The two technologies came together when I started talking to Urs Hölzle, who had finished the second-generation Self compiler (and his Stanford thesis), and was looking for something interesting to do. After reading his thesis on type-feedback, I realized that the type-feedback technology was actually not as conceptually difficult as most people had thought: people had read all the Self papers and been impressed but terrified of it. No one else seemed to pick up on the fact that the type-feedback technology was actually nicely suited for a good, production-quality compiler, although a lot of changes and adaptations were needed compared to the way it was used in Self.
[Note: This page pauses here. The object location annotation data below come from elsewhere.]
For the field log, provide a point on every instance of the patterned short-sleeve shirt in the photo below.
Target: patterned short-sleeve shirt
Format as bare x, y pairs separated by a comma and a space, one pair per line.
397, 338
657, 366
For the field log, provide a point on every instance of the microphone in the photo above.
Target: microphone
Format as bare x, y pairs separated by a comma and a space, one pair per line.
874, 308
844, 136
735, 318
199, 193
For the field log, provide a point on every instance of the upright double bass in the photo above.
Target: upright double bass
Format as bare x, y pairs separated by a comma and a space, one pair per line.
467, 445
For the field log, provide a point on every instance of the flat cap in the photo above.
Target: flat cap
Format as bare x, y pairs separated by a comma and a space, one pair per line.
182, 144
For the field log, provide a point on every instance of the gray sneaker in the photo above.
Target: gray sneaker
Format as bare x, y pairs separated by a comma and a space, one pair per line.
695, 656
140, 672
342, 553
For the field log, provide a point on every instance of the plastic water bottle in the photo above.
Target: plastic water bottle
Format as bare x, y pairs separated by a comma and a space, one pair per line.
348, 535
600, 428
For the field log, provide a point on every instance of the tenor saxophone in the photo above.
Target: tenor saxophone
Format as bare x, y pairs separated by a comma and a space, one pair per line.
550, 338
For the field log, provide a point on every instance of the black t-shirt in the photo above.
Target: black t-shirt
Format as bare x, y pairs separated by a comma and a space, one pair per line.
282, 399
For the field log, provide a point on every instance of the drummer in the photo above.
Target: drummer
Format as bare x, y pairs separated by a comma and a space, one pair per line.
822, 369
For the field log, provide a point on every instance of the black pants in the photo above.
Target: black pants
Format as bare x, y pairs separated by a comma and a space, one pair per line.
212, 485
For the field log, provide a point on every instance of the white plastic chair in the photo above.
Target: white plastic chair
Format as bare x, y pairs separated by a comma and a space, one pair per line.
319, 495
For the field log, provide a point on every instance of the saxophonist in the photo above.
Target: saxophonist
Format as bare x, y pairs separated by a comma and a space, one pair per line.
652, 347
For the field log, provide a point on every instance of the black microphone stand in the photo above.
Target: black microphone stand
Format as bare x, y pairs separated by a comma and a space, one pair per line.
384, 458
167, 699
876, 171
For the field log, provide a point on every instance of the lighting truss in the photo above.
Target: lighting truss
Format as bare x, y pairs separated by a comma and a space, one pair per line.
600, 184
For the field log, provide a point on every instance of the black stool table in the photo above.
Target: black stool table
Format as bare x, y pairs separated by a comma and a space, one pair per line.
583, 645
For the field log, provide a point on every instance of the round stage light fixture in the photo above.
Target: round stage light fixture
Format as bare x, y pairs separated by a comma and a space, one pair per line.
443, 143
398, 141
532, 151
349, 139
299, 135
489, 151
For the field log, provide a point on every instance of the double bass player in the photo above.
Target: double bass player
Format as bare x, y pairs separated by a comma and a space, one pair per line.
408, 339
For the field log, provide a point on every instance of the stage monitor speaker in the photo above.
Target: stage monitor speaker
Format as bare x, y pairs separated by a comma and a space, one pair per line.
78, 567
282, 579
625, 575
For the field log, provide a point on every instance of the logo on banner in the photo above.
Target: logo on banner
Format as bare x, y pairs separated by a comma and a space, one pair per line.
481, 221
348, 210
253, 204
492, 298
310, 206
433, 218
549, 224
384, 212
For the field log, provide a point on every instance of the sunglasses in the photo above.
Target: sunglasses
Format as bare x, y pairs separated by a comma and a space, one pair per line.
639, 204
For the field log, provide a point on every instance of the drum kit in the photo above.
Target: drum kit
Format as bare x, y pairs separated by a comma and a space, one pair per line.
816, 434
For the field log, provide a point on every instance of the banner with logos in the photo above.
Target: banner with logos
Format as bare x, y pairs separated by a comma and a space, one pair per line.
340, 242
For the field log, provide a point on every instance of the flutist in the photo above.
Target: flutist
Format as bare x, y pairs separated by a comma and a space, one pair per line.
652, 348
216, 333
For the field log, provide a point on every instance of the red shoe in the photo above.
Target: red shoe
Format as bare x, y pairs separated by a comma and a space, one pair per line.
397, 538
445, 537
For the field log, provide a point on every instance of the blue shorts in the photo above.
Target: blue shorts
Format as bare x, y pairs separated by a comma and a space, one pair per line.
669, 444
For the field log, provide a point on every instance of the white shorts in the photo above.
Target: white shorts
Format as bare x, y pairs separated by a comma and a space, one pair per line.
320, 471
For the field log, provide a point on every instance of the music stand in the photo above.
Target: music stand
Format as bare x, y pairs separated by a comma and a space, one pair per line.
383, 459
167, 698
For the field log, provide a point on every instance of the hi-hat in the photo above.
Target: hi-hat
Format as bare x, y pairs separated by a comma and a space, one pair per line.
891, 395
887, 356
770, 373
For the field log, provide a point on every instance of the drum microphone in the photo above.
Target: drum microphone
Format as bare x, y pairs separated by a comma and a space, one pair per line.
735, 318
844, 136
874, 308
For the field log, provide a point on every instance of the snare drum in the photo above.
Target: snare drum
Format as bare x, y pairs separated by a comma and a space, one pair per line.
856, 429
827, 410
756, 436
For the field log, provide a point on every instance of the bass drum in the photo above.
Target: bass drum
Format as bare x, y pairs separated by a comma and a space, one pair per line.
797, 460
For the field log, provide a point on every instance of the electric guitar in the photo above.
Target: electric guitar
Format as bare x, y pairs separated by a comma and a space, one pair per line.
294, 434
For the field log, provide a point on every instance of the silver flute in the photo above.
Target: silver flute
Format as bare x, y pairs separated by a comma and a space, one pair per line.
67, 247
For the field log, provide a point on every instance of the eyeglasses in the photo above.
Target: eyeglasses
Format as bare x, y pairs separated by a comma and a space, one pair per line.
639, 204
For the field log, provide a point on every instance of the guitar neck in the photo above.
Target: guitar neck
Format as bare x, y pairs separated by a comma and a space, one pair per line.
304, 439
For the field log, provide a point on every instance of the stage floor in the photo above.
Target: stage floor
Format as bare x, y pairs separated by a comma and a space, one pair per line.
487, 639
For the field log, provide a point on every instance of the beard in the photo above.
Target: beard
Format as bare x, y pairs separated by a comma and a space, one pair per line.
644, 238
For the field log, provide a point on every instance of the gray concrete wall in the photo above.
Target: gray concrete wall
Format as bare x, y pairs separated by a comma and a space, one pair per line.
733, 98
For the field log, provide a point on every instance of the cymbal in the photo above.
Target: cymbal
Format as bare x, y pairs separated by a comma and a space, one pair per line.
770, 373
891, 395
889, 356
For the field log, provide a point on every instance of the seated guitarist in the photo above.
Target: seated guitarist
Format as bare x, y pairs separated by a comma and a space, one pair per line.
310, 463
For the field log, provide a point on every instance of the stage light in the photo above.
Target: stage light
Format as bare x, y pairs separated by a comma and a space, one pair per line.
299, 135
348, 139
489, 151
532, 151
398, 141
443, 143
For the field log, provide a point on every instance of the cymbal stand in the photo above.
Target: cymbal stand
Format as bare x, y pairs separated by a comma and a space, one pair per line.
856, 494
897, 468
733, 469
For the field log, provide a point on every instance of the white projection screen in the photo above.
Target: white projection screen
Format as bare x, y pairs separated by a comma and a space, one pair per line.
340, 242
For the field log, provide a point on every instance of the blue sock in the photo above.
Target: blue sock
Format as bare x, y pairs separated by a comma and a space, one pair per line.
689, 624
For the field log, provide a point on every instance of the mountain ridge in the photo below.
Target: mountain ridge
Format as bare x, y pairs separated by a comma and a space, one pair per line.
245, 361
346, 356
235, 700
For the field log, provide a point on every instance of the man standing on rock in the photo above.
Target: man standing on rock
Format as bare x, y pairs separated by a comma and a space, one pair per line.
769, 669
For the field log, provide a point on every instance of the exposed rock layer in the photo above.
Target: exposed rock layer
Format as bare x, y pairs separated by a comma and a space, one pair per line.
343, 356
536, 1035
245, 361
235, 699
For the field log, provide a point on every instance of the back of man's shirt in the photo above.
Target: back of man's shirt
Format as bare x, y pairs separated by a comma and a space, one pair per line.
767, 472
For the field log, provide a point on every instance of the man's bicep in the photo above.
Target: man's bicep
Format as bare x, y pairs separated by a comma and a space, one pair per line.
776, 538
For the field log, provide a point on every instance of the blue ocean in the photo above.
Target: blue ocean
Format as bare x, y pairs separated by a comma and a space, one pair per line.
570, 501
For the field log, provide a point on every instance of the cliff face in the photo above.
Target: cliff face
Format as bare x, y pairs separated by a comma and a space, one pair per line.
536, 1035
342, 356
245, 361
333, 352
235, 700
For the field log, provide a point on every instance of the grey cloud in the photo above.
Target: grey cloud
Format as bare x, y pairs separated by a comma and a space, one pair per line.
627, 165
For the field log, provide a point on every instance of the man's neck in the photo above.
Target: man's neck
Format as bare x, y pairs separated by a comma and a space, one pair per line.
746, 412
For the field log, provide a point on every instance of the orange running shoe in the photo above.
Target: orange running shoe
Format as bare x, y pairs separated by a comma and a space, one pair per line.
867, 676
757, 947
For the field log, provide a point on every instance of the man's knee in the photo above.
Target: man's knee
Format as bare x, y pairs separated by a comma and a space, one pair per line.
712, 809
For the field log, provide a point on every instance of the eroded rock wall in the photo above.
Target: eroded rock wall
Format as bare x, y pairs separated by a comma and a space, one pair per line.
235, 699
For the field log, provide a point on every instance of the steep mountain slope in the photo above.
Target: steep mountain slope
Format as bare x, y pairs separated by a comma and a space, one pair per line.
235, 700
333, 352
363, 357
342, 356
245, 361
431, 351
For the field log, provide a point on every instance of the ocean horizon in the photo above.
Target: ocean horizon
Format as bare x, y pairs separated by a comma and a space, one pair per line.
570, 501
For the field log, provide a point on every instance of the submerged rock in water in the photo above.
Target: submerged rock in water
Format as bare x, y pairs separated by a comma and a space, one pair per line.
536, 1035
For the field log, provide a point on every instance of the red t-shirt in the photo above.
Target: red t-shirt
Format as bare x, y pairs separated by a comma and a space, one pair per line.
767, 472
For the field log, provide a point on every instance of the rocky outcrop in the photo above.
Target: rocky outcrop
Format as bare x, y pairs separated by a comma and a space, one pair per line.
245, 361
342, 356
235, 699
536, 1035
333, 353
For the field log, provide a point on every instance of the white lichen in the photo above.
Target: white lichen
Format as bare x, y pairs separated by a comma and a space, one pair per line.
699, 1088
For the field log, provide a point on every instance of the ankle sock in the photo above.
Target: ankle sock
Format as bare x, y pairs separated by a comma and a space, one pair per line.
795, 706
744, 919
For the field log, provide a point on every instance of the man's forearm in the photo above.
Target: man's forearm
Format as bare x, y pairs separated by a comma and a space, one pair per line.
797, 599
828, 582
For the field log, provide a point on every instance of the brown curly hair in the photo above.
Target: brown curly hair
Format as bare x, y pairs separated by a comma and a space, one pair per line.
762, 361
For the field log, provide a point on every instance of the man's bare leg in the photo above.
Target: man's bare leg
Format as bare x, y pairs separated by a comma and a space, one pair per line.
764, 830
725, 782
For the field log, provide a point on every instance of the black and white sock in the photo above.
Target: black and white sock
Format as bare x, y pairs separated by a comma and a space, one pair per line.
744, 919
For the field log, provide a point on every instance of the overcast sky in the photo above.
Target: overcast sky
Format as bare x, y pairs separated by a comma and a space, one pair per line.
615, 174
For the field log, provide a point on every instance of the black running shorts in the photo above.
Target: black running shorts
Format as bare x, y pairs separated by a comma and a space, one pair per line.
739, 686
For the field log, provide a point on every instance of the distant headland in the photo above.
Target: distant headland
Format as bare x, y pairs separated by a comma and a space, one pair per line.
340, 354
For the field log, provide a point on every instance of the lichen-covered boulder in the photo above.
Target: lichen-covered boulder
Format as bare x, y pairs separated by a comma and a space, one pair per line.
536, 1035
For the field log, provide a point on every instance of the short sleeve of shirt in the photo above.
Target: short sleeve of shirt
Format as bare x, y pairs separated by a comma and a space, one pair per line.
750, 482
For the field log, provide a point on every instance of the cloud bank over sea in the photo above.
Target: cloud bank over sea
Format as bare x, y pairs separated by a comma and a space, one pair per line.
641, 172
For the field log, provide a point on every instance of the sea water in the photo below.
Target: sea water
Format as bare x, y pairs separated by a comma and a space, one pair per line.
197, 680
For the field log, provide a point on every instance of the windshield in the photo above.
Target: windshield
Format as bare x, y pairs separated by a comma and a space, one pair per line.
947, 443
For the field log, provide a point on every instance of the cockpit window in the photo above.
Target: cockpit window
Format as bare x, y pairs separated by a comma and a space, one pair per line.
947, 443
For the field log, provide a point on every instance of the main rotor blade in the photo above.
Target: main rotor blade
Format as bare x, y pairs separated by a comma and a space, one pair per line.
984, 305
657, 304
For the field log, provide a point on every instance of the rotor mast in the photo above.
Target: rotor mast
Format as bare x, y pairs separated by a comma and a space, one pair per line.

So this was a perfect opportunity- with Urs' technology (as well as Lars Bak, who had done a tremendous amount of work on the Self VM and knew its architecture inside and out), we had a type system and a compilation technology, which together were perfectly suited for a great production Smalltalk system, since they were independent of each other. This independence was critical, since the system would need to accept untyped as well as typed code, so that people could use the type system as much or as little as they wanted to, without impacting performance.

So then we found some other really talented people, and put together a great team (in alphabetical order):

Lars Bak was the VM wizard.
Gilad Bracha wrote the typechecker, the reflective interface support, and mixins at the Smalltalk level.
Steffen Grarup, who worked not only on the VM, especially the garbage collector; but on the Smalltalk side, where he wrote the programming environment, as well as the source code manager and other things.
Robert Griesemer wrote the interpreter, the interpreter generator, most of the compiler, and other VM stuff. (He also wrote an even better compiler than the one running in this version, but it wasn't quite finished enough for us to use for this release- it would have been considerably faster).
David Griswold wrote the typed "Blue Book" libraries, and the glyph-based user-interface framework, the widgets and the HTML browser, and also managed the group.
Urs Hölzle of course worked on the compiler and the tricky inlining infrastructure that it used, and other VM stuff.
Later, Srdjan Mitrovic joined and did most of the adaptation of the technology to Java.

As mentioned in the introduction, work started on the system in the fall of 1994, and by 1996 the system was working nicely, but then the Java phenomenon happened and we eventually had to switch to Java before ever releasing it. The only public display of the technology was in late 1996, when we had a booth at OOPSLA and got quite a bit of attention. A few people got to evaluate it privately, and got terrific benchmark results (one well-known guy even got a speedup of 12 on some real Smalltalk code), but after that it disappeared from view, as we focused on Java.

As for the future: Strongtalk contains innovations that are still far ahead of virtually any existing mainstream language or VM. Now that Strongtalk is open source, the future is up to you!